Identify differences between Drupal databases with Drush, mysqldump, and diff

(This code will be part of my DrupalCamp NYC session on A Developer's Toolkit of Productivity Hacks.)

I had to do a brute-force deployment today, synchronizing functionality and content in 2 directions between a development and live site that split months ago. So I needed to see exactly what changed on each site's database to plan the deployment process. This scriptlet, run on the server with both sites, helped a lot.

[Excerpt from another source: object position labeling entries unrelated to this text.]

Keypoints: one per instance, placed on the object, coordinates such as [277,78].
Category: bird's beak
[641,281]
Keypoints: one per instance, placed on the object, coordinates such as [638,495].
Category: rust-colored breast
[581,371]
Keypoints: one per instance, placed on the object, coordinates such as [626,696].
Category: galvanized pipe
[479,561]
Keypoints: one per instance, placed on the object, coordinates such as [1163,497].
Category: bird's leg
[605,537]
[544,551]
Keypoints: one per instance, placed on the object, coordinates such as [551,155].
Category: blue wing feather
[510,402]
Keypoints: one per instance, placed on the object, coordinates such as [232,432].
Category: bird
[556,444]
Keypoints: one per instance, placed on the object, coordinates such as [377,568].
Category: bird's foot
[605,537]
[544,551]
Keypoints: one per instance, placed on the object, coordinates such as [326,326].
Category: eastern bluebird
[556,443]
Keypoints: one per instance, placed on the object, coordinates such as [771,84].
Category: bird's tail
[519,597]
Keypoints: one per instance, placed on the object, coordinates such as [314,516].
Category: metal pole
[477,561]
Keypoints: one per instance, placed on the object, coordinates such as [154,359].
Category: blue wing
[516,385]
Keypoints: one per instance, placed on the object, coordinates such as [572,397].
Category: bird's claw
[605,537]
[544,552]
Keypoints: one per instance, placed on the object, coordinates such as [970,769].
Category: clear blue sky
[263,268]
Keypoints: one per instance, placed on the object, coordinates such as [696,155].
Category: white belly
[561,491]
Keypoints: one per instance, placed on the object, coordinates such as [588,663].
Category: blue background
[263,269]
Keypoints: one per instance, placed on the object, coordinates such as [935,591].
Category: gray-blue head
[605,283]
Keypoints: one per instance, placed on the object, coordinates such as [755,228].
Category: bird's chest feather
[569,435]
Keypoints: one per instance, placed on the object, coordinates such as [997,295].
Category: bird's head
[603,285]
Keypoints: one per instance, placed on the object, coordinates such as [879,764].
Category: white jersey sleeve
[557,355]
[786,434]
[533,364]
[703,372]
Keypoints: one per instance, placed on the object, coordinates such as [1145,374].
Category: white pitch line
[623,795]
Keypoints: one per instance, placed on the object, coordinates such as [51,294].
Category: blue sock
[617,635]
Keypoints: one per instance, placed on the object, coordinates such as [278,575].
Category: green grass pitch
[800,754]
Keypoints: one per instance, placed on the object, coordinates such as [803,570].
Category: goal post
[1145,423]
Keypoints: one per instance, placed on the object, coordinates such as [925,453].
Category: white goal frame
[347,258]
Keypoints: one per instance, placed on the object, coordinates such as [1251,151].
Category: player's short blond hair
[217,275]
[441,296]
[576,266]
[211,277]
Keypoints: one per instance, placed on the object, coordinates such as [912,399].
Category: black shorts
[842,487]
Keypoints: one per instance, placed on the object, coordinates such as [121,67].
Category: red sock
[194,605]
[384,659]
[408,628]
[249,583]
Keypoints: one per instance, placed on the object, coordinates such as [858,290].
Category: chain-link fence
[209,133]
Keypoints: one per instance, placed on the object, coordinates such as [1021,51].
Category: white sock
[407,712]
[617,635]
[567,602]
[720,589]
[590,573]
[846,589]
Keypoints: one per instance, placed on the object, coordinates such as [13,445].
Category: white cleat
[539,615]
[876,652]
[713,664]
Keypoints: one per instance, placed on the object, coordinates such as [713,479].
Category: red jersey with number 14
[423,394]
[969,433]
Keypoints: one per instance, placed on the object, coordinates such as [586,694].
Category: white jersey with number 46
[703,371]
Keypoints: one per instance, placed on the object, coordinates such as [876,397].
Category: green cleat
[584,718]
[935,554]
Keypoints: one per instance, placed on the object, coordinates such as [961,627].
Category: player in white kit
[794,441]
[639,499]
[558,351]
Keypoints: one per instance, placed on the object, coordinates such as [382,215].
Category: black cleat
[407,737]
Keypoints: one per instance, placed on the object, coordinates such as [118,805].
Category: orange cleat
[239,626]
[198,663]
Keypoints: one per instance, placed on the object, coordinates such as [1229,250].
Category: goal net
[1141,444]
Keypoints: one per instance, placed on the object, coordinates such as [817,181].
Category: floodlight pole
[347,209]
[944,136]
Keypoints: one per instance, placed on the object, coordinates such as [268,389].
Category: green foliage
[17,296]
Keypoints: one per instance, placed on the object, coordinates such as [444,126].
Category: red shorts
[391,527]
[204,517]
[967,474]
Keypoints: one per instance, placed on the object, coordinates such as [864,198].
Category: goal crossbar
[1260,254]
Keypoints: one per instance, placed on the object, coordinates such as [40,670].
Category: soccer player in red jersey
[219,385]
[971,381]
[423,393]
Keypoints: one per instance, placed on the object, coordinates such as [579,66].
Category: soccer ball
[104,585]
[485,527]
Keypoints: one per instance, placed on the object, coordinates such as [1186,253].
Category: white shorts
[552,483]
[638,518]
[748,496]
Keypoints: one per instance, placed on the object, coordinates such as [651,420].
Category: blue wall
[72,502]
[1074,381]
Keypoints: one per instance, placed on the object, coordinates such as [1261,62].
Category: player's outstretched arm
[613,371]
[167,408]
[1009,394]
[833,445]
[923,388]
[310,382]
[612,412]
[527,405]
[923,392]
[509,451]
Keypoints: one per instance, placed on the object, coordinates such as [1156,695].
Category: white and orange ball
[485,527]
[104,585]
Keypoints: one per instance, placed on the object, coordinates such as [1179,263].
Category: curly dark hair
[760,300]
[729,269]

(You'll want to do all this from a directory outside the webroot because you don't want the public to download SQL dumps.)

• Set up shortcuts to each site, as user 'admin', passing all prompts (not crucial for the rest but generally useful):

DEV="drush --root=/path/to/dev/site -u admin -y "
PROD="drush --root=/path/to/live/site -u admin -y "

• Make shortcuts to mysqldump each site's database, sorting by primary key and with full insert's - so each record is its own line and can be matched to the other. (You can use $DEV sql-connect and $PROD sql-connect, and copy/paste from there:

PRODDUMP="mysqldump --order-by-primary --skip-extended-insert -hHOST -uUSER -pPASS PRODDB "
DEVDUMP="mysqldump --order-by-primary --skip-extended-insert -hHOST -uUSER -pPASS DEVDB "

• Now get a list of all your tables. (This assumes one site has a more complete set):
$DEV sql-query "show tables" > tables.log

(Alternately, you could do this for both tables by combining them with >>, piping (|) to uniq and back to the file, for the full list from both sides.)

• Now get each table from development and production, and diff them. (The semicolons allow this to be consolidated to 1 line; I separate it here for readability.)

mkdir tables;
cat tables.log | while read TABLE; do 
  $DEVDUMP $TABLE > tables/${TABLE}-dev.sql;
  $PRODDUMP $TABLE > tables/${TABLE}-prod.sql; 
  diff -u tables/${TABLE}-prod.sql tables/${TABLE}-dev.sql > tables/${TABLE}.diff;
  echo "Done with $TABLE";

• Now delete the files with no differences, they're just clutter. Those seemed to be 10 lines long, so I useD that as the magic number:

cat tables.log | while read TABLE; do 
  LCOUNT=`cat tables/${TABLE}.diff | wc -l`; 
  echo "$TABLE : $LCOUNT";
    if [[ $LCOUNT -lt 11 ]]; then 
      rm tables/${TABLE}.diff && rm tables/${TABLE}-dev.sql && rm tables/${TABLE}-prod.sql && echo "DELETED $TABLE"; 

You can probably also ignore the cache and session tables. But this will give you a good view of what nodes, variables, users, and so on have changed.

If anyone wants to turn this into a Drush plugin (a la drush sql-diff PROD DEV --destination=tables), please do!

What kind of hacks, shortcuts, and tricks do you use in your development workflow? Let me know so I can include them in the session!

Why not use a MySQL diff tool - for example: (lists several)

These are a lot less fiddly than diffing SQL dumps as text, and have the ability to compare structure and data separately (and table by table etc). Some of them also have the ability to determine the delta in terms of MySQL commands to get from one to the other.

I might mention that the first iteration of AutoPilot catered to this style of change management. While somewhat effective, it also had two flaws:

1. it required developers to have INTIMATE knowledge of table structures of the modules they were using.
2. it did not allow for any content that spanned two environments. In particular, I'm referring to node IDs. Of course, this applies across the board for any table that uses a sequence.

While I think there's some utility in diffing records between tables on different environments, I think the solution to reconciling the two environments likely lies in APIs and architecture. It really is the role of the developer to make sure that content can be migrated.

Have you tried SchemaSync?

This is a fabulous tutorial. Really useful stuff for tracking changes. Thank you very much!!